How to fight stress?

How to fight stress

Achievements of scientific and technological progress, accelerated rhythm of life require more mental efforts. Overwhelming information flows, rapid changes in society, increasing multitasking turn into constant tension, which depletes mental and physical resources. To withstand the stressful conditions, many begin taking antidepressants, tranquilizers, which are not without side effects. Psychologists recommend safer, but effective methods of maintaining the psychophysiological state. About how to combat stress without harm to health, we will tell in this article.

What is stress?

The concept of “stress” was introduced into medicine at the beginning of the last century by American physiologist W. Cannon. The doctor denoted with one succinct word a nonspecific adaptive response of the body to neuro-psychological overload. In the post-war years Cannon’s research was continued by his student (Canadian endocrinologist H. Selye), and by the end of the XX century the study of stress conditions and their consequences acquired a worldwide scale.

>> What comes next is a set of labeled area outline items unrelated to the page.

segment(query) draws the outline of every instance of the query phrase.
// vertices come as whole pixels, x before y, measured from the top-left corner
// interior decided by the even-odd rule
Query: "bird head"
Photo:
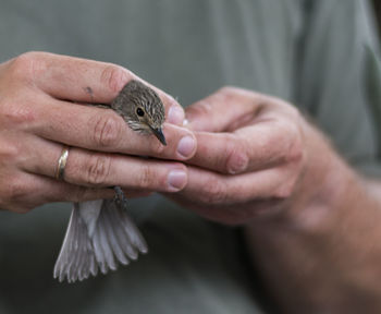
[[[131,129],[153,134],[161,144],[167,145],[162,132],[164,105],[152,88],[142,82],[130,81],[112,101],[111,108],[122,116]]]

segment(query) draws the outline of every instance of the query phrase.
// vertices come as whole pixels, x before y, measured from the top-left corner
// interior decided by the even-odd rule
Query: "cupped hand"
[[[292,105],[224,87],[189,106],[186,118],[197,152],[186,161],[187,185],[169,197],[232,225],[318,198],[327,143]]]
[[[151,86],[165,106],[165,147],[112,110],[84,106],[110,104],[130,80],[140,78],[111,63],[45,52],[0,64],[0,208],[112,197],[111,185],[122,185],[127,196],[181,190],[186,167],[173,160],[190,158],[196,142],[179,126],[184,111],[172,97]],[[58,181],[63,145],[71,149],[64,181]]]

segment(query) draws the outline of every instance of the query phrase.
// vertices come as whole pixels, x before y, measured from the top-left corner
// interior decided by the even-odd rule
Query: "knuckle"
[[[87,169],[84,173],[84,181],[90,185],[106,184],[111,170],[111,156],[97,154],[90,156]]]
[[[15,142],[3,142],[3,145],[0,146],[0,165],[8,168],[11,164],[15,162],[17,157],[20,157],[20,153],[21,148]]]
[[[221,180],[210,179],[204,185],[200,198],[205,204],[222,204],[226,200],[226,189]]]
[[[291,143],[286,149],[286,161],[298,162],[304,158],[303,138],[297,125],[288,128],[288,138]]]
[[[235,94],[237,90],[237,87],[234,87],[234,86],[223,86],[219,89],[218,94],[222,94],[222,95],[226,95],[226,96],[230,96],[230,95],[233,95]]]
[[[115,114],[103,113],[96,117],[94,142],[99,147],[114,147],[121,140],[121,123]]]
[[[150,145],[150,149],[152,150],[152,154],[161,156],[163,152],[165,152],[165,146],[162,145],[157,138],[153,138],[153,143]]]
[[[276,189],[274,196],[280,200],[288,198],[294,191],[294,183],[288,182],[285,184],[282,184],[279,189]]]
[[[37,119],[35,110],[28,104],[3,104],[1,106],[1,120],[12,125],[28,125]]]
[[[101,84],[108,86],[111,92],[119,93],[128,77],[128,71],[122,67],[109,64],[102,71],[100,81]]]
[[[22,81],[32,81],[38,59],[38,52],[35,51],[15,57],[11,62],[10,76]]]
[[[238,145],[232,146],[226,154],[225,169],[229,173],[235,174],[244,171],[248,166],[248,155],[244,147]]]
[[[212,112],[212,106],[207,99],[199,100],[186,109],[187,113],[207,116]]]
[[[69,195],[63,195],[64,200],[71,201],[71,202],[82,202],[86,200],[86,192],[88,191],[85,186],[76,186],[73,191],[70,191]]]
[[[21,201],[29,194],[29,188],[26,185],[24,180],[13,178],[8,180],[4,198],[10,204],[19,204]]]
[[[149,166],[143,166],[139,171],[138,178],[136,178],[137,186],[140,189],[149,189],[152,188],[157,178],[157,173]]]

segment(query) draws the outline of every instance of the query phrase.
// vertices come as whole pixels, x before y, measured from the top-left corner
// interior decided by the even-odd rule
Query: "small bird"
[[[98,105],[96,105],[98,106]],[[99,106],[98,106],[99,107]],[[102,106],[102,108],[110,107]],[[138,81],[130,81],[111,102],[134,131],[155,134],[163,144],[164,106],[153,89]],[[83,280],[98,270],[107,274],[119,263],[127,265],[139,253],[147,253],[142,233],[126,213],[126,197],[114,186],[114,200],[74,203],[53,277],[69,282]]]

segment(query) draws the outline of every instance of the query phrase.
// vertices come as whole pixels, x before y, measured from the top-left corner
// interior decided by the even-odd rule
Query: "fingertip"
[[[177,143],[177,155],[181,159],[189,159],[196,154],[196,136],[194,134],[186,134]]]
[[[173,169],[168,174],[168,192],[183,190],[188,181],[188,176],[183,169]]]

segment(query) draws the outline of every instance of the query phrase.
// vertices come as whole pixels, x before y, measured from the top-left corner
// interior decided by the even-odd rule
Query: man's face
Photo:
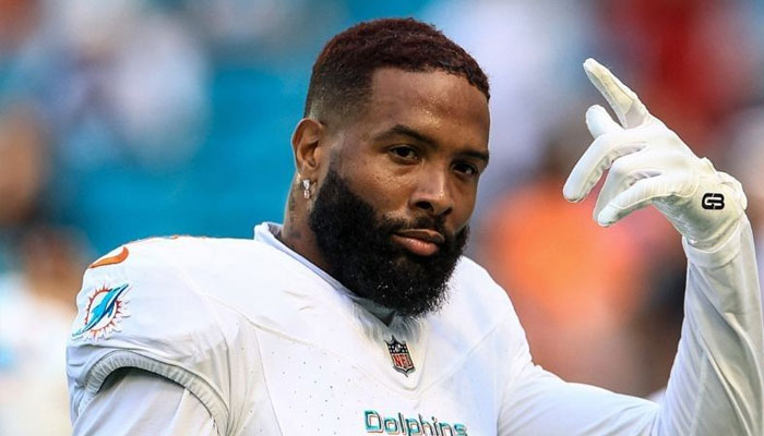
[[[488,104],[464,77],[378,70],[366,110],[329,125],[310,226],[330,272],[361,296],[435,310],[488,160]]]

Stress can be both positive and negative. In the first case it is eustress – a bright positive event, which passes without complications for the body, charges positive, ends with relaxation. In the second case we are talking about distress – prolonged tension of the nervous system, the accumulation of negative emotions. Such a condition negatively affects the entire body, which is due to the close connection between the mental component and the somatic component. Permanent stress often leads to psycho-emotional dysfunctions, addictions, development of chronic diseases.

It is established that the inhabitants of megapolises, persons with a labile psyche, teenagers, people of the advanced age are more exposed to nervous and mental overload.

Causes of stress reactions

Stress is caused by neuropsychological overload and psychotraumatic situations. The more attention a person pays to his problems, the more it affects his mental and somatic health.

The main provoking factors include:

  • Psychotraumas. For example, the news of an incurable illness, the death of a loved one, bankruptcy, loss of property, a difficult divorce process.
  • Workaholism. Regardless of the type of work (mental or physical), a non-stop regime leads to burnout, chronic stress.
  • Physical injuries – car accidents, injuries, assaults, surgeries that result in disability.
  • Unresolved or slowly resolved problems – financial and housing difficulties, illness of relatives, protracted litigation, lengthy treatment or rehabilitation.
  • Problems in the family and society – constant tension in marital relations, conflicts with colleagues, superiors, neighbors, and acquaintances.
  • Age Crisis. Stress reactions, especially in women, cause age-related changes.
  • Adaptation situation – moving to another city, job changes, changes in living conditions, etc.

Psychiatrists and psychologists separately consider variants of violence, which often lead to post-traumatic stress disorder (PTSD).

Signs and symptoms

Psycho-emotional tension affects a person’s behavior. Some people experience a feeling of anxiety, excessive excitement (like a fugiform reaction), become restless, irritable, sometimes aggressive. Others withdraw into themselves, become depressed, and begin to behave in a detached manner. Why does this happen? The response to stress depends on the initial state of health and personality accentuation – personal vulnerability to the influence of various psychogenic factors.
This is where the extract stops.